Garbage collection of deleted vectors

When you delete a vector, the vector database must stop returning it in search results and eventually reclaim space. Soft deletes mark the point as deleted (e.g. in a bitmap); garbage collection (GC) is the process of physically removing those points from the index and storage so that memory and disk don’t grow forever. This topic covers why GC is needed and how to tune it.

Summary

GC physically removes soft-deleted points from index and storage so memory and disk don’t grow forever. After soft delete (e.g. bitmap), background merge/compaction builds new segment from live vectors only = hard delete.
In HNSW, in-place node removal causes orphaned links; so soft delete + filter at query time, then GC via merge. Until GC runs, deleted vectors consume space; queries exclude via delete bitmap.
GC policy: frequent compaction = fast reclaim, more CPU/I/O; lazy = batch reclamation. “Compact”/“optimize” API to trigger during low traffic. Critical for delete-heavy (e.g. queues, time-windowed) workloads.
Trade-off: aggressive GC reclaims space quickly but uses CPU and I/O; lazy GC batches reclamation and may leave space used longer.
Practical tip: for delete-heavy workloads enable and tune GC; use compact/optimize during off-peak; monitor delete ratio and segment count.

Why GC is needed after soft deletes

In graph-based indexes like HNSW, deleting a node is tricky: you can’t simply remove it without leaving orphaned links. So many systems do soft delete first (mark as deleted, filter at query time via a bitmap) and then run a background merge or compaction that builds a new segment from live vectors only, effectively doing a hard delete. Until that runs, deleted vectors still consume space and may still be present in the in-memory graph; queries exclude them using the delete bitmap.
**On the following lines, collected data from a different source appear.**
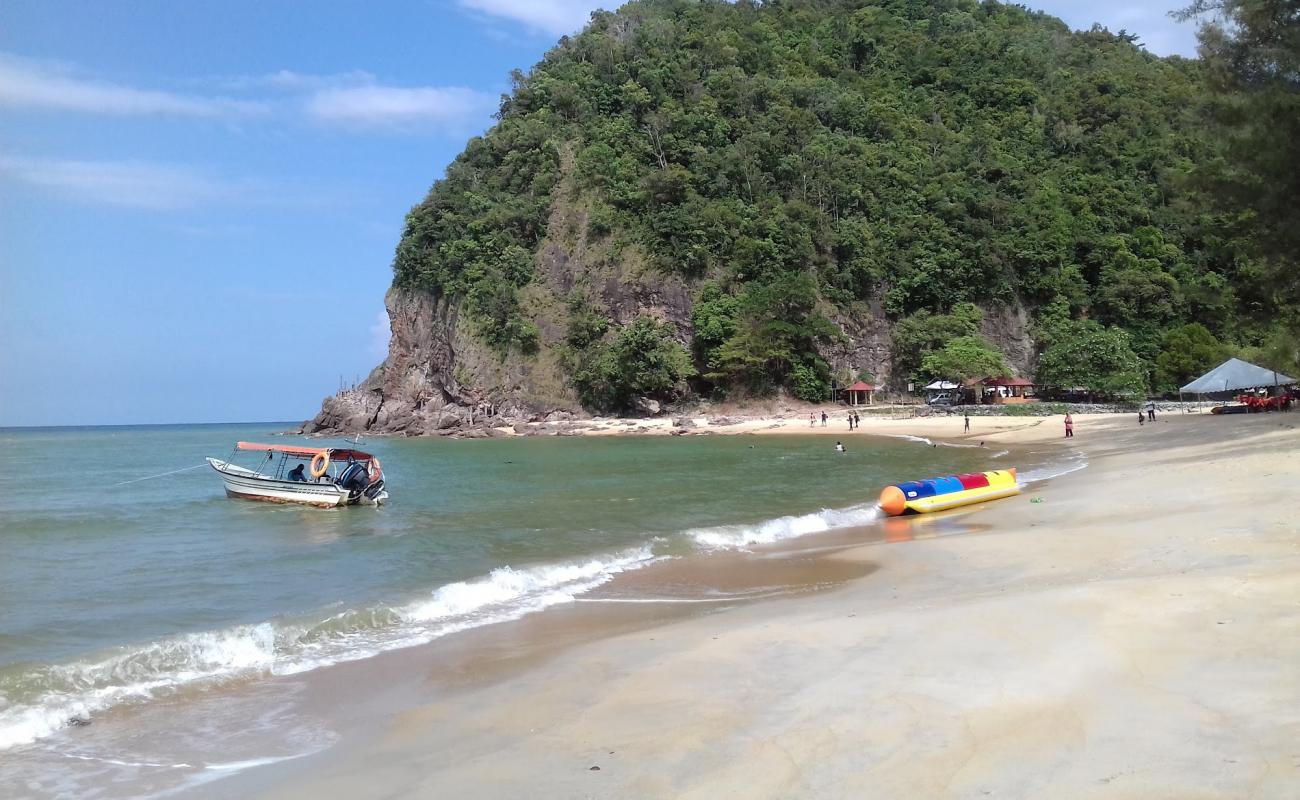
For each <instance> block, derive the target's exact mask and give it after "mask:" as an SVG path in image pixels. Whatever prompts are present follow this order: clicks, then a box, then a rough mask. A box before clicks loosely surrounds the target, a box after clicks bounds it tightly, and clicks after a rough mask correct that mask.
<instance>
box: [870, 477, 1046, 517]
mask: <svg viewBox="0 0 1300 800" xmlns="http://www.w3.org/2000/svg"><path fill="white" fill-rule="evenodd" d="M1019 493H1021V487H1019V483H1018V480H1017V477H1015V470H1014V468H1013V470H993V471H989V472H971V473H967V475H950V476H946V477H932V479H930V480H919V481H910V483H904V484H894V485H892V487H885V488H884V490H883V492H881V493H880V510H881V511H884V513H885V514H888V515H889V516H898V515H901V514H931V513H935V511H946V510H948V509H957V507H961V506H969V505H971V503H979V502H985V501H989V500H1001V498H1004V497H1011V496H1014V494H1019Z"/></svg>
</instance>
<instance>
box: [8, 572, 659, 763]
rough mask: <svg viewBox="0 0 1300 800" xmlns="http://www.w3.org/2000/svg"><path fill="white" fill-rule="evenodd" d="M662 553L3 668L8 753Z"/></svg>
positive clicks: (372, 650)
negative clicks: (80, 730)
mask: <svg viewBox="0 0 1300 800" xmlns="http://www.w3.org/2000/svg"><path fill="white" fill-rule="evenodd" d="M654 561H658V558H656V557H655V555H654V553H653V552H651V550H650V548H649V546H646V548H637V549H632V550H625V552H621V553H615V554H612V555H606V557H593V558H588V559H582V561H573V562H564V563H552V565H542V566H536V567H526V568H516V567H500V568H497V570H493V571H491V572H490V574H489V575H486V576H484V578H478V579H474V580H467V581H456V583H450V584H446V585H443V587H439V588H438V589H435V591H434V592H433V593H432V594H430V596H429V598H428V600H417V601H415V602H409V604H407V605H402V606H395V607H390V606H380V607H372V609H360V610H348V611H343V613H339V614H334V615H331V617H326V618H324V619H316V620H308V622H292V620H274V622H263V623H259V624H247V626H234V627H230V628H224V630H220V631H208V632H198V633H183V635H178V636H169V637H166V639H160V640H157V641H151V643H148V644H143V645H134V647H133V645H127V647H121V648H114V649H113V650H110V652H101V653H99V654H95V656H92V657H88V658H85V660H79V661H73V662H69V663H60V665H42V666H31V665H27V666H21V665H16V666H14V667H10V669H8V670H5V671H3V673H0V751H4V749H6V748H10V747H14V745H21V744H29V743H31V741H35V740H38V739H42V738H45V736H48V735H51V734H53V732H55V731H57V730H60V728H62V727H65V726H68V725H69V723H74V722H75V721H78V719H87V718H88V717H91V715H92V714H96V713H99V712H103V710H105V709H109V708H113V706H116V705H121V704H126V702H139V701H144V700H149V699H152V697H157V696H162V695H166V693H170V692H175V691H177V689H182V688H185V687H192V686H207V684H217V683H222V682H230V680H238V679H242V678H253V676H259V675H292V674H296V673H304V671H308V670H313V669H317V667H322V666H328V665H331V663H341V662H344V661H356V660H360V658H368V657H370V656H376V654H378V653H382V652H385V650H393V649H399V648H407V647H413V645H417V644H425V643H428V641H433V640H434V639H438V637H439V636H446V635H447V633H452V632H456V631H464V630H468V628H474V627H480V626H485V624H493V623H498V622H507V620H512V619H519V618H521V617H524V615H526V614H532V613H536V611H541V610H542V609H546V607H549V606H552V605H556V604H563V602H569V601H572V600H575V598H576V597H577V596H580V594H582V593H585V592H590V591H591V589H594V588H595V587H598V585H601V584H603V583H606V581H608V580H610V579H611V578H614V576H615V575H617V574H619V572H624V571H627V570H634V568H638V567H642V566H645V565H647V563H651V562H654Z"/></svg>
Pipeline: soft delete marks ID in bitmap → queries filter out deleted IDs → background GC/compaction selects segments with high delete ratio → builds new segment with only live vectors → drops old segment and reclaims space.
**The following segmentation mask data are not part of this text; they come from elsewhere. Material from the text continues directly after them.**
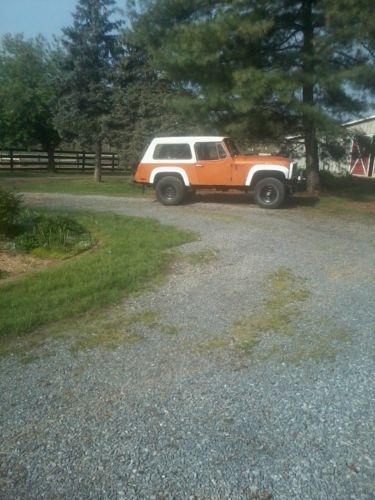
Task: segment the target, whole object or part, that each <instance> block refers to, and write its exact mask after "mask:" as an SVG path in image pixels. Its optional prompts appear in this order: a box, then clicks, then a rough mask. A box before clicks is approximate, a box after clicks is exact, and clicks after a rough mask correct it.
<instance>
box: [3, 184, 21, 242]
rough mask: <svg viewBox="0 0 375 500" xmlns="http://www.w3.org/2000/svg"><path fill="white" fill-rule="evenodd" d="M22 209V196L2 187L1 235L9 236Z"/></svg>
mask: <svg viewBox="0 0 375 500" xmlns="http://www.w3.org/2000/svg"><path fill="white" fill-rule="evenodd" d="M20 211H21V196H20V195H18V194H15V193H11V192H10V191H6V190H5V189H1V188H0V236H9V235H10V234H11V233H12V232H13V230H14V226H15V224H16V221H17V218H18V216H19V214H20Z"/></svg>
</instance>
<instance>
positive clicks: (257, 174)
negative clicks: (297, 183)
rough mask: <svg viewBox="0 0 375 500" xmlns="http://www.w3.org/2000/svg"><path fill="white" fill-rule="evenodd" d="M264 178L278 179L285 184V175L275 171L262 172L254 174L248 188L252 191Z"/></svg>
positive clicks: (266, 170) (258, 172)
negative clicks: (249, 186) (268, 177)
mask: <svg viewBox="0 0 375 500" xmlns="http://www.w3.org/2000/svg"><path fill="white" fill-rule="evenodd" d="M266 177H275V178H276V179H279V180H280V181H282V182H285V180H286V179H285V175H284V174H283V173H282V172H279V171H277V170H263V171H260V172H257V173H256V174H254V177H253V178H252V179H251V184H250V188H251V189H254V188H255V186H256V184H257V183H258V182H259V181H260V180H262V179H265V178H266Z"/></svg>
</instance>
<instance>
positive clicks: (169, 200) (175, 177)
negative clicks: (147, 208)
mask: <svg viewBox="0 0 375 500" xmlns="http://www.w3.org/2000/svg"><path fill="white" fill-rule="evenodd" d="M155 191H156V198H157V199H158V201H160V203H162V204H163V205H178V204H179V203H181V202H182V200H183V199H184V196H185V186H184V185H183V183H182V181H181V180H180V179H179V178H178V177H175V176H173V175H167V176H165V177H162V178H161V179H160V180H158V181H157V183H156V187H155Z"/></svg>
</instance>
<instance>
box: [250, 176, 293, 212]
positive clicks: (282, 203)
mask: <svg viewBox="0 0 375 500" xmlns="http://www.w3.org/2000/svg"><path fill="white" fill-rule="evenodd" d="M285 197H286V185H285V183H284V182H282V181H280V180H279V179H276V177H266V178H265V179H261V180H260V181H259V182H257V184H256V186H255V190H254V198H255V202H256V204H257V205H259V206H260V207H262V208H279V207H280V206H281V205H282V204H283V203H284V200H285Z"/></svg>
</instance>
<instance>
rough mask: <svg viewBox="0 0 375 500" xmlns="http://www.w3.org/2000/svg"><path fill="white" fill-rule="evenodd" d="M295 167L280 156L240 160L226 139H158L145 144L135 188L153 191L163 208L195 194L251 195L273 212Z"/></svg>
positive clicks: (292, 162) (184, 137) (288, 190)
mask: <svg viewBox="0 0 375 500" xmlns="http://www.w3.org/2000/svg"><path fill="white" fill-rule="evenodd" d="M297 178H298V171H297V165H296V163H295V162H290V161H289V160H288V159H287V158H285V157H282V156H271V155H248V156H244V155H241V154H240V152H239V150H238V148H237V146H236V144H235V143H234V142H233V140H232V139H230V138H228V137H162V138H156V139H153V140H152V141H151V144H150V145H149V146H148V148H147V150H146V152H145V154H144V156H143V158H142V160H141V162H140V163H139V165H138V167H137V169H136V172H135V182H137V183H142V184H147V185H153V186H154V187H155V190H156V197H157V199H158V200H159V201H160V202H161V203H163V204H164V205H178V204H179V203H181V202H182V201H183V200H184V198H185V197H186V195H187V194H188V193H194V192H195V191H196V190H197V189H207V188H214V189H216V190H218V191H220V190H223V191H226V190H228V189H239V190H242V191H245V192H248V191H253V192H254V198H255V201H256V203H257V204H258V205H259V206H261V207H264V208H278V207H280V206H281V205H282V203H283V202H284V200H285V197H286V195H287V193H288V191H291V190H292V186H293V184H294V183H295V182H296V181H297Z"/></svg>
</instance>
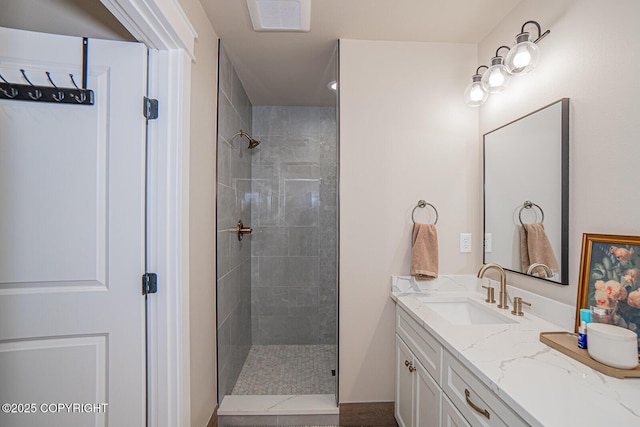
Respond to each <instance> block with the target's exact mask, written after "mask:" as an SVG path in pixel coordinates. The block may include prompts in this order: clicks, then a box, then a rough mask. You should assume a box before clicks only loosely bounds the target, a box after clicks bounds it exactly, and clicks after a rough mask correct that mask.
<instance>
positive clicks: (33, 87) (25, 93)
mask: <svg viewBox="0 0 640 427" xmlns="http://www.w3.org/2000/svg"><path fill="white" fill-rule="evenodd" d="M20 72H21V73H22V75H23V76H24V79H25V80H26V81H27V84H16V83H10V82H8V81H7V80H6V79H5V78H4V77H2V75H1V74H0V80H2V81H1V82H0V99H10V100H14V101H32V102H34V101H35V102H50V103H55V104H75V105H93V104H94V93H93V91H92V90H91V89H81V88H79V87H77V86H76V87H73V88H69V87H58V86H56V84H55V83H53V80H52V78H51V73H49V72H48V71H47V72H46V74H47V79H48V80H49V82H50V83H51V86H37V85H34V84H33V83H31V80H29V77H28V76H27V72H26V71H25V70H24V69H20ZM69 76H70V78H71V82H72V83H74V82H73V75H72V74H69ZM74 86H75V84H74Z"/></svg>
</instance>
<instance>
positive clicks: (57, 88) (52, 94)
mask: <svg viewBox="0 0 640 427" xmlns="http://www.w3.org/2000/svg"><path fill="white" fill-rule="evenodd" d="M45 73H46V74H47V78H48V79H49V83H51V86H53V87H54V88H56V89H58V93H57V94H56V93H54V94H51V97H52V98H53V99H54V101H58V102H60V101H62V100H63V99H64V91H62V90H60V89H59V88H58V86H56V84H55V83H54V82H53V79H52V78H51V73H50V72H48V71H45Z"/></svg>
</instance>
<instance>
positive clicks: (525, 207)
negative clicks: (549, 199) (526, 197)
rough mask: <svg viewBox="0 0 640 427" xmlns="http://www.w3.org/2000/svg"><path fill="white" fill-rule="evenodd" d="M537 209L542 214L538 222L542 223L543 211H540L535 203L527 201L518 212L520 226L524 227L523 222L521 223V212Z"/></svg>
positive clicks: (538, 207)
mask: <svg viewBox="0 0 640 427" xmlns="http://www.w3.org/2000/svg"><path fill="white" fill-rule="evenodd" d="M534 206H535V207H536V208H538V210H539V211H540V213H541V214H542V219H541V220H540V222H544V211H543V210H542V208H541V207H540V206H538V205H536V204H535V203H533V202H531V201H529V200H527V201H526V202H524V204H523V205H522V207H521V208H520V211H519V212H518V218H519V219H520V224H522V225H524V222H522V211H523V210H524V209H531V208H533V207H534Z"/></svg>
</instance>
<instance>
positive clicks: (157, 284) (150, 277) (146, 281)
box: [142, 273, 158, 295]
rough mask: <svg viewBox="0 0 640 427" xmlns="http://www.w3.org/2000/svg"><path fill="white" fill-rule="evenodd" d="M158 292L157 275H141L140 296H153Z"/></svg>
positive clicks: (152, 273) (156, 274)
mask: <svg viewBox="0 0 640 427" xmlns="http://www.w3.org/2000/svg"><path fill="white" fill-rule="evenodd" d="M156 292H158V275H157V274H156V273H145V274H143V275H142V295H148V294H155V293H156Z"/></svg>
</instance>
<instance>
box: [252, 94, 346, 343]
mask: <svg viewBox="0 0 640 427" xmlns="http://www.w3.org/2000/svg"><path fill="white" fill-rule="evenodd" d="M252 112H253V134H254V136H255V137H256V138H260V139H261V140H262V144H261V145H260V146H259V147H258V148H259V153H257V154H258V155H253V156H252V181H253V183H252V192H253V197H254V199H253V206H252V215H253V218H252V221H253V223H254V224H255V225H256V227H257V226H259V228H260V235H259V238H258V236H256V239H255V240H254V242H253V245H254V246H253V251H252V257H253V259H254V263H253V267H252V268H253V276H252V277H253V278H252V288H253V298H252V301H253V309H252V310H253V311H252V314H253V315H252V334H253V339H254V344H320V343H331V344H335V337H336V335H335V319H336V317H337V310H336V308H337V307H336V302H335V288H336V280H337V278H336V271H337V153H338V150H337V139H336V134H337V129H336V111H335V108H325V107H281V106H259V107H254V108H253V109H252ZM285 230H286V233H285ZM283 237H284V238H286V241H283V240H282V239H283ZM258 272H259V273H258ZM325 288H333V291H332V292H331V291H325ZM283 289H288V293H287V295H286V296H285V294H284V290H283ZM261 304H264V307H262V306H261Z"/></svg>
GC policy and when to run it

GC policy trades off space vs. write amplification: frequent compaction reclaims space quickly but costs CPU and I/O; lazy compaction keeps deletes “logical” longer and batches reclamation. Some VDBs expose a “compact” or “optimize” API so you can trigger GC during low traffic.
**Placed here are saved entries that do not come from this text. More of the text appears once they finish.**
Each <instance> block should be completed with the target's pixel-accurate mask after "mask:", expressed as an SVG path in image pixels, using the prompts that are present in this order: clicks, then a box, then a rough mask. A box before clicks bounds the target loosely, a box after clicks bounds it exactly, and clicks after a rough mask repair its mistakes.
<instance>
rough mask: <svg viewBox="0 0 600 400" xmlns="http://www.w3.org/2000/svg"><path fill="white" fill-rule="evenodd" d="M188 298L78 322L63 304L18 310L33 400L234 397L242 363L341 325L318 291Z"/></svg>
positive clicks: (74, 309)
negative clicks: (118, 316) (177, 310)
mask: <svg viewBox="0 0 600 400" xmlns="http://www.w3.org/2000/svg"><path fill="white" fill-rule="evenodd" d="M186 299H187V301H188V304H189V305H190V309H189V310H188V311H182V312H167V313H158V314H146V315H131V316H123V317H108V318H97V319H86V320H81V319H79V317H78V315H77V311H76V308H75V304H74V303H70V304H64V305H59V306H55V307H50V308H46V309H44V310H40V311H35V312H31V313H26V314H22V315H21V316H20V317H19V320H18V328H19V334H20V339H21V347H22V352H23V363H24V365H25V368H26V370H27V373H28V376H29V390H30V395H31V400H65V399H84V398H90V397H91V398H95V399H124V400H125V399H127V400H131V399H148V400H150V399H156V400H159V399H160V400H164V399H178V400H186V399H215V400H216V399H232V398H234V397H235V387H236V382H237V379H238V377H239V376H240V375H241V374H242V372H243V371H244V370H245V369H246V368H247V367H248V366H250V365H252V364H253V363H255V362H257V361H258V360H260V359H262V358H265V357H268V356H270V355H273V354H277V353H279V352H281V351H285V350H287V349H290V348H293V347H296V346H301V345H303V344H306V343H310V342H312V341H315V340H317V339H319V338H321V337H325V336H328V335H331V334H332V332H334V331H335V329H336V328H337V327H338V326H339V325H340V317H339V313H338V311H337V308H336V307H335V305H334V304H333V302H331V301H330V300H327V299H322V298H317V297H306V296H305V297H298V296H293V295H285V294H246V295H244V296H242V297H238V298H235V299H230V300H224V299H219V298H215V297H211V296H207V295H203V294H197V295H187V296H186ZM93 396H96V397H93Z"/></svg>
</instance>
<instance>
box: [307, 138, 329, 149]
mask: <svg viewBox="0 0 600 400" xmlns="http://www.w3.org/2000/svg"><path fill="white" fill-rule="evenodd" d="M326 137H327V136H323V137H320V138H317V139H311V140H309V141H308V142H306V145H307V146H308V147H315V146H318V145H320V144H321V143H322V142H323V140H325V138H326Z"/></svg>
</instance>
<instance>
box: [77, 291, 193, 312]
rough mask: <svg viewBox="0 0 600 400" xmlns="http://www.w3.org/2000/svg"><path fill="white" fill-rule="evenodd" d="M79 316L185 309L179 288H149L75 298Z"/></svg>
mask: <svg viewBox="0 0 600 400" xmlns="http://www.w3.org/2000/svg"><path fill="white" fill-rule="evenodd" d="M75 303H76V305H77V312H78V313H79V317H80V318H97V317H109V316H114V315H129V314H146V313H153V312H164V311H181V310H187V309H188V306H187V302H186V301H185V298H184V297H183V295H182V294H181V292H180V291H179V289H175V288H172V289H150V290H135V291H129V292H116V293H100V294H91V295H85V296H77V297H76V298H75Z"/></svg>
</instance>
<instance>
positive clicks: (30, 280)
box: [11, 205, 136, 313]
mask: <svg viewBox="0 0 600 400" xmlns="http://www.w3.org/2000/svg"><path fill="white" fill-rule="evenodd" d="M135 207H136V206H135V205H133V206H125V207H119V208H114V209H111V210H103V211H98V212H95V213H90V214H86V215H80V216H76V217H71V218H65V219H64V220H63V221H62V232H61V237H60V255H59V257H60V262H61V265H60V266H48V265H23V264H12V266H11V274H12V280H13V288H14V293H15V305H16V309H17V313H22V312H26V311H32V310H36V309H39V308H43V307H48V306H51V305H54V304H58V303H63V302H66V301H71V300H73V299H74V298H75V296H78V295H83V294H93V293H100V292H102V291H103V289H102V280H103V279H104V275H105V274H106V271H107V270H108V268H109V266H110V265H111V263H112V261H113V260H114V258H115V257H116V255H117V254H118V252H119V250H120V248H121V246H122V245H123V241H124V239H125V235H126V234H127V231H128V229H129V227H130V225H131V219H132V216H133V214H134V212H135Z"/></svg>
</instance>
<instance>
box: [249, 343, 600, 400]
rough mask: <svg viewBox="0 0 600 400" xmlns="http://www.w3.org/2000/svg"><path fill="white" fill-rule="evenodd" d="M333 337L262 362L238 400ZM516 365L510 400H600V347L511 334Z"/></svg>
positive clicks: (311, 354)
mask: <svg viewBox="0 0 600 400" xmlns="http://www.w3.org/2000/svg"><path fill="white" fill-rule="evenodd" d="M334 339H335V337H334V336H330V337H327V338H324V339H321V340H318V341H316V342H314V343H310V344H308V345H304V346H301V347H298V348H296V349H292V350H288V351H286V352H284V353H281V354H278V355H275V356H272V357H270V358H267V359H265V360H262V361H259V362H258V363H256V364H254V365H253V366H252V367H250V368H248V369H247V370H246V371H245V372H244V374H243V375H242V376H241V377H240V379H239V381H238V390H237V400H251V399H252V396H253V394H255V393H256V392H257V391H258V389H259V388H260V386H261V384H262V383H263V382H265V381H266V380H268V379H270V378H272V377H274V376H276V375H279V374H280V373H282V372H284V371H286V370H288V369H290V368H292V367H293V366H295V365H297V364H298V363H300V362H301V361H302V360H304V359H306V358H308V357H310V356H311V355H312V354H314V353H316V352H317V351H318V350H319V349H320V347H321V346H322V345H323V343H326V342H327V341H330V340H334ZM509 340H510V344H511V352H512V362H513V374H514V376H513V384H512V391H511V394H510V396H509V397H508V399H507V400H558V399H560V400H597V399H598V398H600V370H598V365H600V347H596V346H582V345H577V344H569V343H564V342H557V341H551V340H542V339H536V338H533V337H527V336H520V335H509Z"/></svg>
For append-heavy, delete-rare workloads, GC is less critical; for queues or time-windowed data with many deletes, tuning compaction and GC is important to avoid memory and disk bloat. Practical tip: schedule GC during low QPS or use a compact API after bulk deletes; monitor segment count and delete bitmap size.

Frequently Asked Questions

When does GC run?

Typically in the background: when segment count or delete ratio exceeds a threshold, or on a schedule. Some VDBs let you call “compact” or “optimize” to trigger GC. See how compaction works; GC is often the same or a related process that drops deleted points during merge.

Does GC block queries?

Usually no. GC produces new segments without deleted points; once ready, visibility switches so queries see the compacted view. Old segments are dropped when no longer referenced. Heavy GC can compete for I/O and CPU and raise tail latency.

What if I never run GC?

Soft-deleted vectors keep consuming space; over time memory and disk grow and query cost can increase (more segments, larger delete bitmap). For delete-heavy workloads, enable and tune GC; for append-only, it’s less critical.

Is GC the same as compaction?

Often overlapping. Compaction merges segments and can drop obsolete/deleted entries; that reclaims space (GC). Some systems use “compaction” for segment merge and “GC” specifically for reclaiming deleted vector space—same idea, different naming.